A, sendo mediador de jogos, exercia funções de vice-presidente de operações e mediador duma sala de VIP do casino B. Em 2016, A foi suspeito de alcançar o dinheiro da companhia onde trabalhava e ausentou-se, portanto, ora se encontra em paradeiro desconhecido. Em 1 de Janeiro de 2016, A emitiu um cheque no montante de HKD$20.000.000,00 a favor da sociedade limitada C. Face à dívida resultante do cheque em apreço, C intentou no Tribunal Judicial de Base uma acção executiva contra A. D, ora cônjuge de A, intentou no TJB uma acção de separação de bens, como apenso do processo principal supracitado (acção executiva). Na acção de separação de bens, o TJB decidiu classificar a dívida resultante do cheque em causa como dívida comum dos cônjuges A e D, ordenando a inclusão dessa dívida na parte passiva da relação de bens. Inconformada com a decisão, D apontou que a dívida resultante do cheque não era aquela que foi presumida como dívida comercial, ao abrigo do art.º 81.º do Código Comercial, e também não foi contraída em proveito comum do casal, pelo que não seria aplicável a presunção das dívidas que responsabilizam ambos os cônjuges prevista na alínea d) do n.º 1 do art.º 1558.º do Código Civil. A par disso, D ainda assinalou que a impossibilidade do saque do cheque resultou do acto ilícito praticado por A, pelo que, nos termos do disposto na alínea b) do n.º 1 do art.º 1559.º do Código Civil, tal dívida deveria ser assumida, exclusivamente, por A. D interpôs recurso jurisdicional para o Tribunal de Segunda Instância contra a decisão que ordenou a inclusão da dívida na relação de bens.

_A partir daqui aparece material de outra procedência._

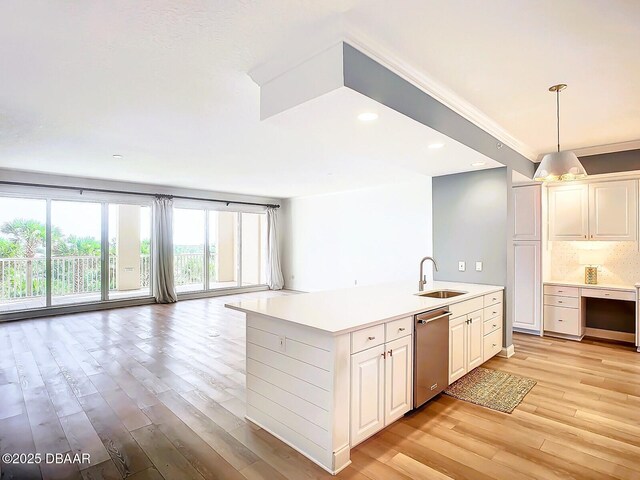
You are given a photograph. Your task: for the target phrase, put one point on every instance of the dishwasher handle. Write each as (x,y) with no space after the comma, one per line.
(424,321)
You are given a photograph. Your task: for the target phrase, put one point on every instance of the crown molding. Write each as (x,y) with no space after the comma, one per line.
(444,95)
(608,148)
(286,61)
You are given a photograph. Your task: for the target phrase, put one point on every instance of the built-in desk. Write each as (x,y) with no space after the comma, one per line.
(567,307)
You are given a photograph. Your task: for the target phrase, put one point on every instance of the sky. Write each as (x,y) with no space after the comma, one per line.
(83,219)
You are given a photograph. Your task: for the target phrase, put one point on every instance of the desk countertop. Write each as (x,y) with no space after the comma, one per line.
(607,286)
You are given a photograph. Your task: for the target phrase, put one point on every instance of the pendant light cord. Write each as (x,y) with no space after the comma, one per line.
(558,115)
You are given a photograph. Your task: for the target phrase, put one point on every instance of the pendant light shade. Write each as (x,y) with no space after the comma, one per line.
(559,166)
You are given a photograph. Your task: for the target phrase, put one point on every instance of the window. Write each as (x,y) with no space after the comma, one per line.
(188,249)
(76,251)
(129,251)
(223,249)
(253,248)
(23,283)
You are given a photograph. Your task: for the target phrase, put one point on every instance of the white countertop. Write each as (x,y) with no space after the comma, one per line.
(608,286)
(345,310)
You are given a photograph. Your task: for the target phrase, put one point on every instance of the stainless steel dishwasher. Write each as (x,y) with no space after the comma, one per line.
(431,355)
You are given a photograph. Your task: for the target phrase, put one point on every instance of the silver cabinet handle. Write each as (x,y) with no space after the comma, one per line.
(424,322)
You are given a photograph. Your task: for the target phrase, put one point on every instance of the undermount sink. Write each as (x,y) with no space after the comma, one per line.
(441,293)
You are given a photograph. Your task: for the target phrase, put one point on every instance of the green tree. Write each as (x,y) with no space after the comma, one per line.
(8,249)
(29,237)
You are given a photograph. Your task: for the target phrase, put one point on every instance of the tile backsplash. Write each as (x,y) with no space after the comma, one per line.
(620,261)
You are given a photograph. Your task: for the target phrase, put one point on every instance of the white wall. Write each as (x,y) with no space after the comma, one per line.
(371,236)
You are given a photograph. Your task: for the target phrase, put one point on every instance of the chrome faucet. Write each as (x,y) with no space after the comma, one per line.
(423,277)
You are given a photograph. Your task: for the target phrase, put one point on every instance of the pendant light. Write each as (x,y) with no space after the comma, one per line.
(559,166)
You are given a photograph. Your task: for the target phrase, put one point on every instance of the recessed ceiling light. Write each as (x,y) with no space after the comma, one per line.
(367,116)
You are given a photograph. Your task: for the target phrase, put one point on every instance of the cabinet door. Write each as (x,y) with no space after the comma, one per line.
(526,207)
(398,379)
(613,210)
(569,212)
(457,348)
(526,293)
(367,393)
(475,340)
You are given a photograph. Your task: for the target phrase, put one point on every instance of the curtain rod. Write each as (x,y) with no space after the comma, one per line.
(123,192)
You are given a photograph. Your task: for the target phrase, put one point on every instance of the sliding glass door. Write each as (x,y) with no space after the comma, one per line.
(76,252)
(23,282)
(253,248)
(129,251)
(223,249)
(188,249)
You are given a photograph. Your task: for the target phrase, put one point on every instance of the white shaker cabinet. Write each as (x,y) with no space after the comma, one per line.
(527,284)
(613,210)
(527,212)
(367,393)
(474,340)
(457,348)
(381,377)
(398,378)
(568,212)
(466,337)
(594,211)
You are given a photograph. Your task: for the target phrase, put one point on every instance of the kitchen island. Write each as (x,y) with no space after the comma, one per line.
(326,370)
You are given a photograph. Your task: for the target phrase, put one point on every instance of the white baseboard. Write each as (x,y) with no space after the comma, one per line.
(610,335)
(507,352)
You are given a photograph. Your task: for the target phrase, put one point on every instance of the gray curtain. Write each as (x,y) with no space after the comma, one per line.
(274,272)
(164,289)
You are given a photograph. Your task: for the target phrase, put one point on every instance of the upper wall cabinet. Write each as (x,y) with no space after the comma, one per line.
(613,210)
(569,212)
(526,201)
(595,211)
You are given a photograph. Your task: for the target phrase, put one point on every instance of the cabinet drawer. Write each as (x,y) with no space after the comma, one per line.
(367,338)
(492,298)
(561,290)
(557,301)
(612,294)
(562,320)
(490,326)
(468,306)
(493,311)
(492,344)
(398,328)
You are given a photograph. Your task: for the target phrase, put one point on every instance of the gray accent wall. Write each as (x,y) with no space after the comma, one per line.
(368,77)
(470,224)
(472,220)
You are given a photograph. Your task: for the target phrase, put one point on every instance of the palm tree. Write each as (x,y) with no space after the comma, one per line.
(28,236)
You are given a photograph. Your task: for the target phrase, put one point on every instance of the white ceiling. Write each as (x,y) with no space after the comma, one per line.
(165,84)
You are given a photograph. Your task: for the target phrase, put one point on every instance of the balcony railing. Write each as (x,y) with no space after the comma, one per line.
(24,278)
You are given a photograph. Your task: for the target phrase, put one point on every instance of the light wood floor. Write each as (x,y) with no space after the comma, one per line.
(157,392)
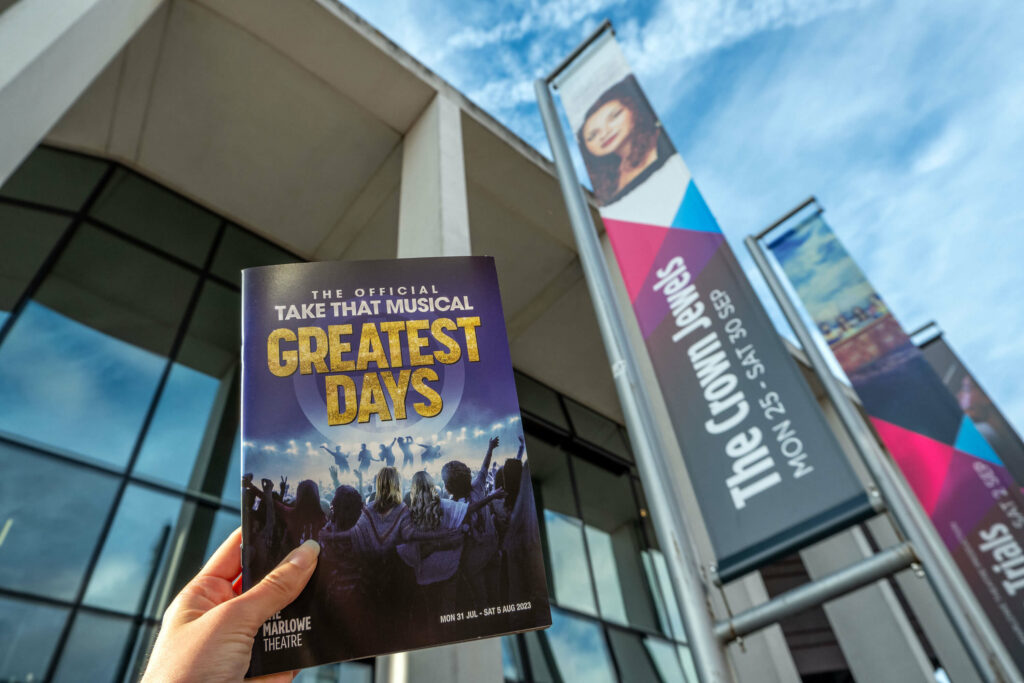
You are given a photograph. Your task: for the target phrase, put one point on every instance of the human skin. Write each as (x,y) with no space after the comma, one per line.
(207,632)
(607,129)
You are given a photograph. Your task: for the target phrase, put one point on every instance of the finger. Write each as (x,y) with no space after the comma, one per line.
(226,561)
(279,588)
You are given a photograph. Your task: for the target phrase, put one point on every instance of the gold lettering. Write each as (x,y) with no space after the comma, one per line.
(393,330)
(454,351)
(274,354)
(372,399)
(413,329)
(308,357)
(470,325)
(334,414)
(335,333)
(397,391)
(371,349)
(420,377)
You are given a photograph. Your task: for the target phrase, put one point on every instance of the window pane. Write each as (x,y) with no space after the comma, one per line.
(178,426)
(141,208)
(540,400)
(240,249)
(93,339)
(28,237)
(666,659)
(231,492)
(597,429)
(135,548)
(198,530)
(50,518)
(197,392)
(94,648)
(570,578)
(579,648)
(56,178)
(615,542)
(30,634)
(632,656)
(561,529)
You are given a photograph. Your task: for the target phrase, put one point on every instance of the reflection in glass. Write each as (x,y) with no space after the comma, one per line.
(177,429)
(540,400)
(633,659)
(50,518)
(542,659)
(30,634)
(94,648)
(597,429)
(222,524)
(668,608)
(133,550)
(183,434)
(570,578)
(80,366)
(609,588)
(56,178)
(28,237)
(70,386)
(664,654)
(615,542)
(143,209)
(579,647)
(231,492)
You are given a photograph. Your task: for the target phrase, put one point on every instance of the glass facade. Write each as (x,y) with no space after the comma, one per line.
(614,615)
(119,369)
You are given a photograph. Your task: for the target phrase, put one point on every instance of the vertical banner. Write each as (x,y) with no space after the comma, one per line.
(958,478)
(768,473)
(979,407)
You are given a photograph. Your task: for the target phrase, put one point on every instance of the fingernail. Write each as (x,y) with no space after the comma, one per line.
(304,556)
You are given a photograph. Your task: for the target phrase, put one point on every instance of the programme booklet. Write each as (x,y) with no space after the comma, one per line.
(379,417)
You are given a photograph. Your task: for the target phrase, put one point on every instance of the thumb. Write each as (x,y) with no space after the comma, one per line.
(279,588)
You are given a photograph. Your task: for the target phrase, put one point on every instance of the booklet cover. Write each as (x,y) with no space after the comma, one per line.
(379,417)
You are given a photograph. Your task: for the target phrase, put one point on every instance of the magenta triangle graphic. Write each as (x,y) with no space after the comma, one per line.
(965,500)
(924,461)
(636,248)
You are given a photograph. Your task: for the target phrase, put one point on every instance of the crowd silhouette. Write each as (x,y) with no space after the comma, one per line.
(400,553)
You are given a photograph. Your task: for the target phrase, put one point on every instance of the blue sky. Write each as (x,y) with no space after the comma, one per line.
(902,118)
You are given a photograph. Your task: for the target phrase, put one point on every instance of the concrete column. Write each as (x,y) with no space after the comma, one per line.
(52,49)
(433,220)
(763,656)
(871,628)
(433,214)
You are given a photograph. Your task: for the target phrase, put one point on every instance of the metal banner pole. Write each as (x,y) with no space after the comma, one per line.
(989,656)
(670,525)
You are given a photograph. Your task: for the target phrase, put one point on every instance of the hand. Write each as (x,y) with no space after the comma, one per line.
(207,632)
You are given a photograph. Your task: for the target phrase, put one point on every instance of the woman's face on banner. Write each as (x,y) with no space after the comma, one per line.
(606,129)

O Tribunal Colectivo do TSI conheceu do caso.
Conforme o Tribunal Colectivo, nos termos do disposto no art.º 1.º do Código Comercial, A, sendo mediador de jogos, deve ser considerado como empresário comercial. A emissão de cheque está preceituada nos artigos 1212.º e subsequentes do Código Comercial. Nos termos do disposto na alínea a) do n.º 1 do art.º 3.º do Código Comercial, a emissão de cheque é um acto de comércio, por ser prevista no Código Comercial. Ao abrigo do disposto no art.º 81.º do Código Comercial, a dívida comercial resultante do cheque em apreço presume-se contraída no exercício da empresa. Assim sendo, segundo a presunção prevista na alínea d) do n.º 1 do art.º 1558.º do Código Civil, a dívida em causa é assumida por ambos os cônjuges A e D. Se D pretender ilidir a aludida presunção, é indispensável provar que a dívida não foi contraída em proveito comum do casal, contudo, esta não conseguiu fornecer prova suficiente para demonstrar a situação supramencionada e convencer os Juízes a adoptarem a tese dela. Além do mais, mesmo que os factos em causa sejam provados no procedimento cautelar, nos termos do disposto no n.º 5 do art.º 328.º do Código de Processo Civil, isto não significa que, na acção principal, a parte seja dispensada do devido ónus da prova. In casu, D não só não efectuou nenhuma apresentação de prova para mostrar que a dívida em causa não foi contraída em proveito comum do casal, assim como não apresentou nenhuma prova que demonstrasse que a dívida resultou do acto ilícito.
Em face do exposto, acordaram no Tribunal Colectivo em negar provimento ao recurso.
Cfr. Acórdão proferido pelo Tribunal de Segunda Instância no processo n.º 755/2020.